What Bettman said was that this self-centered approach had to be abandoned if the sport were to be saved from itself. What the GMs were told was they had to act in unison to return the NHL to the type of sport it once was — where tickets were hard to come by, where there was excitement with every rush up the ice. What Bettman seemingly told the GMs was what the GMs have been telling rookies for decades: It’s either this or you’ll be pumping gas in Oshawa.

The target was easy. With scoring down to an average of five goals a game, a 50-year-low, netminders were the obvious target because goalies as a group had made progress toward doing their jobs better within the rules while scorers were shooting blanks. So for the first time since Ron Hextall was initially credited with a shot on goal during the mid-‘80s, something was being done to stop goalies from dominating the game, as some do now.

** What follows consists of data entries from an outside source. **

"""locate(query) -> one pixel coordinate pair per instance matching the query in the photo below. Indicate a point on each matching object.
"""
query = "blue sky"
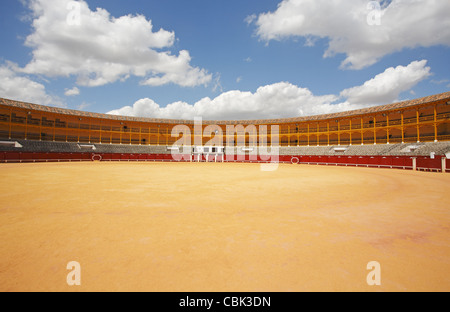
(222, 59)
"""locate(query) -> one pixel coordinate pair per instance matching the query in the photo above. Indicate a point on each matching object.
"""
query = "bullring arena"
(338, 192)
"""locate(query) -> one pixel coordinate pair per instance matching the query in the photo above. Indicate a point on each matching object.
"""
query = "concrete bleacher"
(404, 149)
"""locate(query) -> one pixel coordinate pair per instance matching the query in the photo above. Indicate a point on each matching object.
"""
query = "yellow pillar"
(26, 126)
(10, 123)
(374, 130)
(403, 130)
(308, 134)
(418, 128)
(339, 132)
(317, 134)
(387, 128)
(351, 132)
(435, 124)
(362, 131)
(328, 132)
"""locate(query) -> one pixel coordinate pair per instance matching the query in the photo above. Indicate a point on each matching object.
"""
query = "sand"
(222, 227)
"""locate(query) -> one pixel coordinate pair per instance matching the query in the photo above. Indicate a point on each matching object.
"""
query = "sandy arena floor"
(222, 227)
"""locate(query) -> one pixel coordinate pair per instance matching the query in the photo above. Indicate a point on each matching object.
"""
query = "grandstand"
(110, 193)
(410, 135)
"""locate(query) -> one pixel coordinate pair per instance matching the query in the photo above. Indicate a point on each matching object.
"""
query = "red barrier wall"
(404, 162)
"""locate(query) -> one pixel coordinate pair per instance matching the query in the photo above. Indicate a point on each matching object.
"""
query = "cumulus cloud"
(21, 88)
(284, 100)
(387, 86)
(402, 24)
(69, 39)
(72, 92)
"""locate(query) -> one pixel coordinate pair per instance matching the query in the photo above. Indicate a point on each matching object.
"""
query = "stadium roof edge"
(352, 113)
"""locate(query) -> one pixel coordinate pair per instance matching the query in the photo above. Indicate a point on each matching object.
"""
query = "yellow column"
(328, 132)
(403, 130)
(418, 128)
(387, 129)
(167, 137)
(374, 130)
(435, 124)
(158, 130)
(339, 132)
(362, 131)
(308, 134)
(54, 128)
(351, 132)
(317, 134)
(10, 122)
(289, 136)
(26, 126)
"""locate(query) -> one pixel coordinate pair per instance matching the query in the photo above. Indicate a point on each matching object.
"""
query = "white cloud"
(72, 92)
(284, 100)
(387, 86)
(21, 88)
(101, 49)
(403, 24)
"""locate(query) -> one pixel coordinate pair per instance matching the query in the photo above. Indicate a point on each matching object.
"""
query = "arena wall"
(387, 136)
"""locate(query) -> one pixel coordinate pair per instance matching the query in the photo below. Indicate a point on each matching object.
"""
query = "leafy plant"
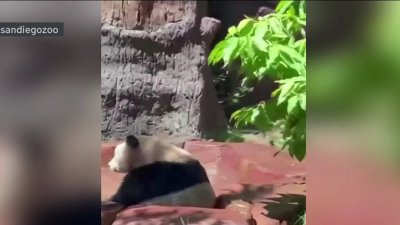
(275, 46)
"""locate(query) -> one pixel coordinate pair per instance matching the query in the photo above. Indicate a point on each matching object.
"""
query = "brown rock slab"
(161, 215)
(248, 180)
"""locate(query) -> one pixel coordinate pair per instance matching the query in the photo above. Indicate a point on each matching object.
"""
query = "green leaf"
(292, 103)
(232, 31)
(283, 6)
(260, 44)
(301, 46)
(261, 28)
(217, 53)
(273, 54)
(275, 25)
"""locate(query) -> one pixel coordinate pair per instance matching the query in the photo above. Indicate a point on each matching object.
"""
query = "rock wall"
(155, 78)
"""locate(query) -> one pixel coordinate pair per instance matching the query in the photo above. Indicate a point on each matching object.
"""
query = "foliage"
(275, 46)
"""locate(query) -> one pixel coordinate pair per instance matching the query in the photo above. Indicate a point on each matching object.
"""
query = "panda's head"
(125, 154)
(137, 151)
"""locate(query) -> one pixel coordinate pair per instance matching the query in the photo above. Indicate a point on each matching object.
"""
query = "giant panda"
(159, 173)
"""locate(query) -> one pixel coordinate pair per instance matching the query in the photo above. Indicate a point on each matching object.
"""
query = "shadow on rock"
(286, 208)
(247, 193)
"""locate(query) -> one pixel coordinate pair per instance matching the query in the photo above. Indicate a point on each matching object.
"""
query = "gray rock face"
(155, 78)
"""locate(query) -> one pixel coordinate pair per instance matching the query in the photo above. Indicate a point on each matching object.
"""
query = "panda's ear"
(132, 141)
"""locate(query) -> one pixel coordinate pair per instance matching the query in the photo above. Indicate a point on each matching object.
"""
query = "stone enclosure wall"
(155, 77)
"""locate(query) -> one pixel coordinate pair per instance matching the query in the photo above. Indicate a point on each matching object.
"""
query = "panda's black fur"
(158, 178)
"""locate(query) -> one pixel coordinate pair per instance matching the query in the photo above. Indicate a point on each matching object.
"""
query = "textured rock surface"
(248, 180)
(155, 78)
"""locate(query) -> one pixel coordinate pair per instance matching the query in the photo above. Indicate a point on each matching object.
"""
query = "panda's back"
(166, 183)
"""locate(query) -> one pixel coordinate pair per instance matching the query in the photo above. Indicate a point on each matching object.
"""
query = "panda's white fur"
(151, 150)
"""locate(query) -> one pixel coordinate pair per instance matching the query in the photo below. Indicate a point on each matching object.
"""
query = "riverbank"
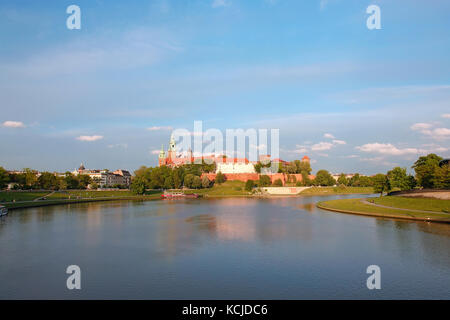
(393, 207)
(70, 197)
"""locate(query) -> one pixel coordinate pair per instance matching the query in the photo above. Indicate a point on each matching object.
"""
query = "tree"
(398, 178)
(205, 182)
(4, 178)
(324, 178)
(342, 180)
(48, 181)
(278, 183)
(188, 180)
(305, 179)
(249, 185)
(168, 182)
(196, 182)
(264, 181)
(220, 178)
(303, 166)
(138, 185)
(381, 184)
(71, 181)
(30, 178)
(425, 168)
(83, 181)
(441, 178)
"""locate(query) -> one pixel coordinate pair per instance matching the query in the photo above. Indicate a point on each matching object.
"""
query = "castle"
(233, 168)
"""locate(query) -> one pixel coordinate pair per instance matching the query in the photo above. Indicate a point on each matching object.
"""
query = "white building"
(104, 178)
(235, 166)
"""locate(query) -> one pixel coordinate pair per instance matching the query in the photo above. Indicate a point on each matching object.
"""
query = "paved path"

Goalies no longer will be allowed to play the puck behind the goal line, which has turned many of them into third defensemen who can handle pucks better than some skaters. The proposal doesn’t say goalies can’t be behind the goal line, which means they can still play a role blocking the progress of the opposition and not be touched.

The width of goalies’ pads will be reduced from 12 inches to 10, the size they were in the late ‘80s, but the size of the cages (6-by-4 feet) remains the same.

The “tag-up” rule for offsides will be reinstated, thus maintaining the flow of the game and making it quicker. And the NHL will use next season as a test with the American Hockey League for widening the red and blue lines, as well as experimenting with a shootout system to eliminate ties. The shootout is not the most desirable way to settle things, but fans love it and it is the fans, after all, who pay the bills.

Which brings us back to the original point: Why did Bettman wait 11 years to put his foot down and demand something positive be done immediately? Why do general managers sit around in meeting rooms four or five times a year in places like Bermuda or West Palm, accomplishing nothing constructive while waiting for the greens to dry so golf can resume?

If the league can vault ahead as it did during a two-day period earlier this week with some gentle prodding from the commissioner, think what it could get done if it really decided to show up ready to work? And if Bettman and the general managers can finally get something done, maybe they can share their secret with the hierarchy of the players’ union and avoid a work stoppage in September. That would really be something.